Thanks for the additional context!
So, you are encountering some edge conditions about partitions. There are a few ways to specify partitioning:
hl.import_vcf(..., block_size)
MatrixTable.repartition(n_partitions)
MatrixTable.naive_coalesce(n_partitions)
- Most construction functions take
n_partitions
or _n_partitions
. e.g. hl.balding_nichols_model
, hl.utils.range_matrix_table
.
You always get the number of requested partitions unless that is impossible. For example, a MatrixTable is partitioned by rows. If you have ten rows and twenty partitions, at least ten of those partitions (and as many as nineteen of them) must be empty. Empty partitions add overhead without any value, so, Hail attempts to not create them. For example, if you call repartition(20)
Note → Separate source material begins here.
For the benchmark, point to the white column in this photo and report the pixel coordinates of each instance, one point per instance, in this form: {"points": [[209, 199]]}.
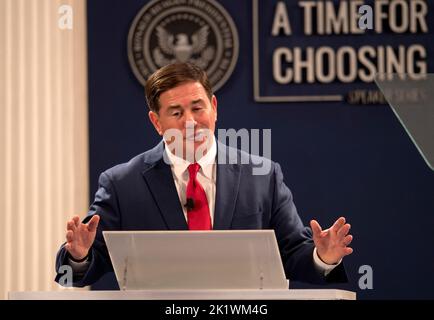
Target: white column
{"points": [[43, 137]]}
on a MatrixTable with ten rows, Hail will give you ten partitions. The number of partitions p is roughly governed by:
p_{actual} = \textrm{min}(p_{requested}, n_{rows})
With respect to hl.import_vcf
, I suspect you’re using force=True
. See the notes at hl.import_vcf
about block compressed gzip versus normal gzip. Hail cannot split a normal gzip file into multiple partitions.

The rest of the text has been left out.